Covid-19 may be behind an increase in cybersecurity threats, but even before the pandemic, hacking and online extortion was widespread among Canadian businesses, Statistics Canada reports.

According to new data based on a survey that was carried out in the first quarter, 21% of Canadian companies reported facing cybersecurity incidents over the previous year, with larger companies much more likely to be targeted.

StatsCan reported that 43% of large businesses (at least 250 employees) faced security incidents in 2019, compared with 29% of medium-sized businesses and 18% of small businesses.

Attempts to steal money or demand ransom were cited as the top motives for cyberattacks, followed by efforts to steal personal or financial information.

StatsCan found that 12% of companies that reported incidents said that they lost revenue as a result, and 3% paid a ransom.

Despite the prevalence of cyber crime, most businesses aren’t reporting these incidents to police, StatsCan said.

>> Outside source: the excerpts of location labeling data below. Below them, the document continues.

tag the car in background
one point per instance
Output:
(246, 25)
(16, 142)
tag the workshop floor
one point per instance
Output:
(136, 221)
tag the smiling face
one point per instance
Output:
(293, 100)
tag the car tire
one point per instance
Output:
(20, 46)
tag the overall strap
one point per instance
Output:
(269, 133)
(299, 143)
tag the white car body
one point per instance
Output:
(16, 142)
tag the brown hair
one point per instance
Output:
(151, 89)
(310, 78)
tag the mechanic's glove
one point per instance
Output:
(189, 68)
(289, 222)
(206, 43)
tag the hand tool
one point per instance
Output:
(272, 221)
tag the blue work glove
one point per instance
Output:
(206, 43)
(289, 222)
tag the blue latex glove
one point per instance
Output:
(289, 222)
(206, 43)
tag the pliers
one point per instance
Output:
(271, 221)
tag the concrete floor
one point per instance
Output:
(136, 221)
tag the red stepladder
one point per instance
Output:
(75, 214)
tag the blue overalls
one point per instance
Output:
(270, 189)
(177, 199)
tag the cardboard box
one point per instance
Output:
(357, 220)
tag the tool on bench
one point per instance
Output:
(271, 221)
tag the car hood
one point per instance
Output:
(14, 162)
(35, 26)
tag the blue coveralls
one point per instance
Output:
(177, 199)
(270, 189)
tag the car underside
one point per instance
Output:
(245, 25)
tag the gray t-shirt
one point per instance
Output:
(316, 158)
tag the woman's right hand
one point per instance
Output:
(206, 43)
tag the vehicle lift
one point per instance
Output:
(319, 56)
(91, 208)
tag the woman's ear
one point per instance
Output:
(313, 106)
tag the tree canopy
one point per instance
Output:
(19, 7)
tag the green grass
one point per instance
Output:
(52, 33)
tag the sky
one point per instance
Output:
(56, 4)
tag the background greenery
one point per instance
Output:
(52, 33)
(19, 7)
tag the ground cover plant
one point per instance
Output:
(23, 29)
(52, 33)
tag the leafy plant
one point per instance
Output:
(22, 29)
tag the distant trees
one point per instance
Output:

Just 17% said they reported attacks to police, although reporting was much more common for companies with cyber insurance (34%).

StatsCan found that 17% of companies now report having some form of cyber insurance, up from 9% in 2017.

For large firms, 38% said they now have cyber insurance, compared with 24% in 2017. Over half of firms in the financial sector (55%) now have cyber insurance, up from 41%.

The study also found that companies spent a combined $7 billion on measures to prevent, detect and recover from cyber attacks during the year.

Large businesses spent an average of $699,000, StatsCan said, compared with just $74,000 for medium-sized firms and $11,000 for small companies.